There are commercial distributed-join software tools, such as the Sybase Enterprise CONNECT family of products, that allow querying multiple relational databases. It should be noted that such tools do not help constructing multidatabase systems: one still needs to understand the component databases in their relational representation, their semantics and links. The OPM tools support higher level representations of databases, using abstract constructs that are better suited for representing biological data. In addition, the Multidatabase Directory simplifies substantially the task of exploring and understanding multiple databases.
A distributed-join tool could underly the processing of OPM multidatabase queries, where an OPM multidatabase query would first be translated into multidatabase SQL queries. The multidatabase SQL queries could be then processed by the distributed-join tool and the query results could be then converted into OPM data format. This query processing strategy is different from our current strategy of translating an OPM multidatabase query into OPM queries over individual databases.
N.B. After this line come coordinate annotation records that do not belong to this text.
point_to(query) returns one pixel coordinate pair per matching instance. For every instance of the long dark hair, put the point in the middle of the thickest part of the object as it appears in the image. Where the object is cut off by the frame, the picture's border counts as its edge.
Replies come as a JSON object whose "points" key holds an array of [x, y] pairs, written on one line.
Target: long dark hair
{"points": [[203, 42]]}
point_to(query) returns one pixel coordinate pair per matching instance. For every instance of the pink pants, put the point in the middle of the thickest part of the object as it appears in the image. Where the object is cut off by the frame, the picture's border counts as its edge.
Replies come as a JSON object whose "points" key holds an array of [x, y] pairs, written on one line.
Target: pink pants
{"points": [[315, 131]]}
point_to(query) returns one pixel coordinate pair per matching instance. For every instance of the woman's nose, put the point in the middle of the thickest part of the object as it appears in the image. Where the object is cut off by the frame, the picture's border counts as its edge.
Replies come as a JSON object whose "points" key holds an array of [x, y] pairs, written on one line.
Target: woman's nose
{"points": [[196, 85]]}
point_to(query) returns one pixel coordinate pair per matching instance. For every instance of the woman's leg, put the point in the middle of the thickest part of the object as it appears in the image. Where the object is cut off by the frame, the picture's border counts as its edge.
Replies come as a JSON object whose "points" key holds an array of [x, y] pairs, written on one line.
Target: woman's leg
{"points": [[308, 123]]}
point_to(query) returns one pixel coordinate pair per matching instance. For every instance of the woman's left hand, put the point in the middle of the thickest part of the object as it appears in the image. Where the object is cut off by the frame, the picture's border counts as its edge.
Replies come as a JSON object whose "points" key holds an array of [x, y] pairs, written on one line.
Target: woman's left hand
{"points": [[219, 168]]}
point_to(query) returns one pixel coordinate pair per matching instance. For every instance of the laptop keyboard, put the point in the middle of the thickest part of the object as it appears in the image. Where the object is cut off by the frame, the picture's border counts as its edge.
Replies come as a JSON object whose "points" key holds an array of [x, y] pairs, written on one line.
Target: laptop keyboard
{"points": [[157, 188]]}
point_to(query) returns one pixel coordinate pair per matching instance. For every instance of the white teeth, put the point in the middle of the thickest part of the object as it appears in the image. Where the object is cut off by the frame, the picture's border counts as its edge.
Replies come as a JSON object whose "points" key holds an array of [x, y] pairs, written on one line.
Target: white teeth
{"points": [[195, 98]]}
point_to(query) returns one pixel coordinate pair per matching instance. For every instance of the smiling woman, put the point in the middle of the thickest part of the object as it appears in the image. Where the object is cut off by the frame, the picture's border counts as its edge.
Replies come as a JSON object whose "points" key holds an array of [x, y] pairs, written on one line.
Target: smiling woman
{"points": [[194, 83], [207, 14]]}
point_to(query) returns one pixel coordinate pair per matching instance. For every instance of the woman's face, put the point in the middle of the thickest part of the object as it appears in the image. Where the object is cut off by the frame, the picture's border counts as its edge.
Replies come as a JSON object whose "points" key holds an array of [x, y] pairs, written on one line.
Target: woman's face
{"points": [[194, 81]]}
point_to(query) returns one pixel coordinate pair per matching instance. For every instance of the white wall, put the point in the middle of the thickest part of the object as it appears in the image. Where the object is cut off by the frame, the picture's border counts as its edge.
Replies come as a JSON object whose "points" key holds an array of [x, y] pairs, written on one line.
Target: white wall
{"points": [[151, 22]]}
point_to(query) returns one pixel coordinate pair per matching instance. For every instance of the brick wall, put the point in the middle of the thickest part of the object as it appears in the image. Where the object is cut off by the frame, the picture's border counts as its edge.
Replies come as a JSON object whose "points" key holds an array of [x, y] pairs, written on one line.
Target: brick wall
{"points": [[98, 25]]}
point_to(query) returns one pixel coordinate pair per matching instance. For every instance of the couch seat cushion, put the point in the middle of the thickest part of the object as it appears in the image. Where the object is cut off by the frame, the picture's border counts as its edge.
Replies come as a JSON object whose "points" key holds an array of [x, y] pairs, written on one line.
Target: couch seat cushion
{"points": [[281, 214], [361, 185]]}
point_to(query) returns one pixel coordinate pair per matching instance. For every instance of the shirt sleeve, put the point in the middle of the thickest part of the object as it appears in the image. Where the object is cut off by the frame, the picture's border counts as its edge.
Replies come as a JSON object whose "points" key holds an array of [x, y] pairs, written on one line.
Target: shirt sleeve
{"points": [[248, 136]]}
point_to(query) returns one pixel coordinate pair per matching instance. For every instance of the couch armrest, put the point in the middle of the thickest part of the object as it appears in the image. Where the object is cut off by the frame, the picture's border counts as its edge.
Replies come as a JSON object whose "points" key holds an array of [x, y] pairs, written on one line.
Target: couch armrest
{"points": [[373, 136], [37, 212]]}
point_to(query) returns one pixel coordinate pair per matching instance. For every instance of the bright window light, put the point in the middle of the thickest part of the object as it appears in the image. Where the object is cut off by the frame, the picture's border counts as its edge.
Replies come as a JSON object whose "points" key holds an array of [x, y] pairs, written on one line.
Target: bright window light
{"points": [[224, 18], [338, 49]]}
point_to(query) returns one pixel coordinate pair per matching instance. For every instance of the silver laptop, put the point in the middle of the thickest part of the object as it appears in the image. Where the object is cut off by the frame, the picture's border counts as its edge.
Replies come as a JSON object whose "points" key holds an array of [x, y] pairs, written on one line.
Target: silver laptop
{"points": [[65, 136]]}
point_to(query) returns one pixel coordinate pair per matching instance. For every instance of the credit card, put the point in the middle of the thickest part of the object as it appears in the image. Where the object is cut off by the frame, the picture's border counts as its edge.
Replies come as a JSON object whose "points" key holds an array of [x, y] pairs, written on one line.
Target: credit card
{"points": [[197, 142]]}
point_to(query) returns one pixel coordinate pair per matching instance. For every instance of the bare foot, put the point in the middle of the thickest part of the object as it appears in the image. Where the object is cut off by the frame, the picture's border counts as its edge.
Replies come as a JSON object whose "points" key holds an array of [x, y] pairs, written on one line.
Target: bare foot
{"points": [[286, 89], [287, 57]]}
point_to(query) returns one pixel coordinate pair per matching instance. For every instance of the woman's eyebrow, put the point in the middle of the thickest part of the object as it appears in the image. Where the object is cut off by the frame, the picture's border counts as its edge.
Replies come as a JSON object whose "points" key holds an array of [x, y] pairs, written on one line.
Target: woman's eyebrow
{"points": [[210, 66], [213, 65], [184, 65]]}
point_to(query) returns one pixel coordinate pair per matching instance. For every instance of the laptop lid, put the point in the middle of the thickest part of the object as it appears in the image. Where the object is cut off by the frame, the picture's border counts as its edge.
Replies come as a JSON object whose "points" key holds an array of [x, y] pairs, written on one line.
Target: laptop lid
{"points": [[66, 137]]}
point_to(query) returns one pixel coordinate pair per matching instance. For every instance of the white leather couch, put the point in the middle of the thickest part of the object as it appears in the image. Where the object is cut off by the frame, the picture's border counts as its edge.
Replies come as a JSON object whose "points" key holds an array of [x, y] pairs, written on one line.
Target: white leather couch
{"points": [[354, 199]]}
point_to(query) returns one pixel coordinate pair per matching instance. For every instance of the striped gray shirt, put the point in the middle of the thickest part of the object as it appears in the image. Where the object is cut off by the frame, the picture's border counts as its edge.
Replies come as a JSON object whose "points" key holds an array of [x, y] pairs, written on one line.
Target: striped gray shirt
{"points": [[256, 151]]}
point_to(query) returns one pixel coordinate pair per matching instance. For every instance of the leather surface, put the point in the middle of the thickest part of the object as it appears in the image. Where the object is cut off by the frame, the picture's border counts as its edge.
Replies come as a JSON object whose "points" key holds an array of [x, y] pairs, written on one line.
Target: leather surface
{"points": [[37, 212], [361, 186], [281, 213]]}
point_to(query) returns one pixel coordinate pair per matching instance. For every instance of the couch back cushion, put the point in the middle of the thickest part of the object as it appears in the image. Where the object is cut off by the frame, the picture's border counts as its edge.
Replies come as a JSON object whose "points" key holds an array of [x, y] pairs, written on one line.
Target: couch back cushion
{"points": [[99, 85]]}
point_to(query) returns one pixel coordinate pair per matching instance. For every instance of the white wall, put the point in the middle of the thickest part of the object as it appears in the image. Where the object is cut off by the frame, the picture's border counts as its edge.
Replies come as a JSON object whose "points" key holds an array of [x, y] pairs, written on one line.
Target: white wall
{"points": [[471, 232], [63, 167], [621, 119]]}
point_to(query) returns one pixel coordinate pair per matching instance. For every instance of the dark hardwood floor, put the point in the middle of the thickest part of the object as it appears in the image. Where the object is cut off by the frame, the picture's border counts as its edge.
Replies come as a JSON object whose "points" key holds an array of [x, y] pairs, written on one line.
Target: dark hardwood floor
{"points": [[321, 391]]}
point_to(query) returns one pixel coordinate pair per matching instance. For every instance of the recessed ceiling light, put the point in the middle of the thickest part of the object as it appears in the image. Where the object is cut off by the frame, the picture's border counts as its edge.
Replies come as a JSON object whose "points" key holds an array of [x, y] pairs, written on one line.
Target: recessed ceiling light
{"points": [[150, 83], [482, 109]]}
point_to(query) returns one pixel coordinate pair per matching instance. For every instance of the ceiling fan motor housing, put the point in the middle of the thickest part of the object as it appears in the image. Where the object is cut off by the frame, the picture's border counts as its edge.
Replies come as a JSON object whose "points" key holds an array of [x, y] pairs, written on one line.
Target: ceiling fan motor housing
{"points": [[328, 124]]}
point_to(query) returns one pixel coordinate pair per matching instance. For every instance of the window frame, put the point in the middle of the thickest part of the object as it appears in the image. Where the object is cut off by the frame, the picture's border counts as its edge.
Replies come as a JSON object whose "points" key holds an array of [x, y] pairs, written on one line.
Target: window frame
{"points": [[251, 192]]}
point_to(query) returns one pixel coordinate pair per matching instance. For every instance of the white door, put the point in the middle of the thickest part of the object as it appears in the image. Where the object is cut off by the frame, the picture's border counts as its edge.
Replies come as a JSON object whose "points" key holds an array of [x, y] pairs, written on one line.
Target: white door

Although we plan to examine this alternative query processing strategy in terms of cost and performance, we are aware of several problems inherent to this alternative. First, a distributed-join tool can be used only for a set of data sources supported by the tool: usually major commercial DBMSs or widely used standards, but not the more specialized data-sources frequently used for molecular biology databases (e.g., ASN.1, ACeDB). For data sources that are not supported by such a tool, additional programming would be still required. Moreover, such a tool is restricted to the constructs of a standard relational query language (e.g., SQL). Such query languages have been found to be overly restrictive and difficult to use for querying complex MBDs: for example, an SQL query over the relational schema for GSDB 2.0 will in general involve substantially more tables, and will be considerably more complex, than an equivalent OPM query expressed over the OPM view of GSDB. Furthermore, the OPM multidatabase query translator is based on a more powerful nested relational algebra which supports directly operations on nested sets and complex data structures. Finally, using a distributed-join tool for processing OPM multidatabase queries will make the performance of the OPM multidatabase query translator dependent on this tool. With our current query processing approach, we have the flexibility of experimenting with any query optimization strategy and hopefully achieve better query performance.